La dirección del Partido Comunista chino animó a los guardias rojos para que se desplazaran por toda China para efectuar los chuan-lien, es decir , para participar en los intercambios de experiencias revolucionarias. Se adoptaron medidas especiales para que la mayoría de los guardias rojos del interior pudiesen venir a Pekín para informarse sobre lo que había ocurrido, tomar ejemplo de los revolucionarios de la capital y actuar como ellos a su regreso a sus ciudades de origen. Por su parte, los guardias rojos de Pekín viajaban a provincias para relatar sus luchas e incitar a las personas que encontraban para que examinasen las actividades de los cuadros del Partido y trataran de descubrir si entre ellos había promotores de la linea negra. Los animaban a redactar carteles, a organizarse para resistir a los abusos y medidas burocráticas de ciertos responsables. Además, los guardias rojos de Pekín daban a conocer las directivas del Partido y la Declaración en dieciséis puntos y procuraban su discusión y comprensión. En efecto, se trataba de movilizar a millones de hombres y, en varios lugares apartados, las informaciones circulaban mal o demasiado lentamente. En ciertos casos, las gentes viejas o relativamente viejas no sabían leer o no tenían la costumbre de hacerlo. Además, algunas veces, ciertos cuadros del Partido restringían la difusión de las noticias provenientes de la capital. Éstos los motivos que justificaban la extraordinaria importancia de la propaganda oral realizada por los guardias rojos. Se pusieron a la disposición de estos viajeros transportes gratuitos, mientras que algunos de ellos se desplazaban también a pie, renovando así las tradiciones del ejército comunista chino.

Algunos guardias rojos efectuaron desplazamientos considerables. Varios destacamentos emprendieron “largas marchas” de más de 1.000 kilómetros.
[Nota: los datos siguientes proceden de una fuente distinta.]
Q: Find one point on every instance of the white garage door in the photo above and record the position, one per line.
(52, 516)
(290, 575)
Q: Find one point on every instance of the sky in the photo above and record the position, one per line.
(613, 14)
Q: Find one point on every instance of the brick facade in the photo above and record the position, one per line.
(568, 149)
Durante el transcurso de estas caminatas, los guardias rojos se detenían en las comunas, en las fábricas, participaban en los trabajos manuales, distribuían las citas del Presidente Mao Tse-tung. Algunas veces, estas citas del presidente Mao eran impresas por los mismos guardias rojos en pequeños rotativos portátiles, muy ligeros, que eran uno de sus atributos característicos. Los guardias rojos daban a conocer por todas partes el famoso pequeño libro rojo de citas de Mao Tse-tung, que hasta entonces no era popular más que en el ejército y que desde ese momento se difundió hasta alcanzar una importancia histórica inigualada.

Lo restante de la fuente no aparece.